The strength and toughness of hydrogel are usually achieved through the synergy of chemical cross-linking and physical cross-linking from multi-component contributions. However, there are few reports on hydrogels that rely on a single component to obtain two cross-linked structures. Herein, we successfully synthesized an amphiphilic macromolecular crosslinker (polyoxyethylene 20 oleyl ether acrylate (O20AC)), and introduced it into a system composed of acrylamide (AAm), sodium chloride (NaCl) and water to prepare the P(AAm-O20AC)/NaCl hydrogel with high strength, outstanding toughness, and excellent good conductivity.
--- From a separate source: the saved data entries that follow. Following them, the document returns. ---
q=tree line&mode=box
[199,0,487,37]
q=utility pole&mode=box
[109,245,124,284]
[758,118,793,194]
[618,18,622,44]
Notably, the O20AC possess both crosslinker properties, which not only provide hydrogels with a stable chemical cross-linking network, but also its long hydrophobic chain act as physical crosslinking points to give the hydrogel a new pathway of energy dissipation.Depending on the O20AC crosslinker, the P(AAm-O20AC)/NaCl hydrogels exhibit good strength (tensile stress 714.46 kPa), toughness (elongation at break 3005 %), and fatigue resistance (overlap of hysteresis curves in repeated loading–unloading cycles). Besides, the existence of sodium ions and chloride ions also provides the hydrogel with highly sensitive deformation-dependent conductivity (GF is 5.8 in the 400 %-500 % strain range). Collectively, the strategy of preparing chemical and physical double-crosslinked hydrogels by amphiphilic O20AC will provide a bran-new insights for the development of hydrogel sensing materials.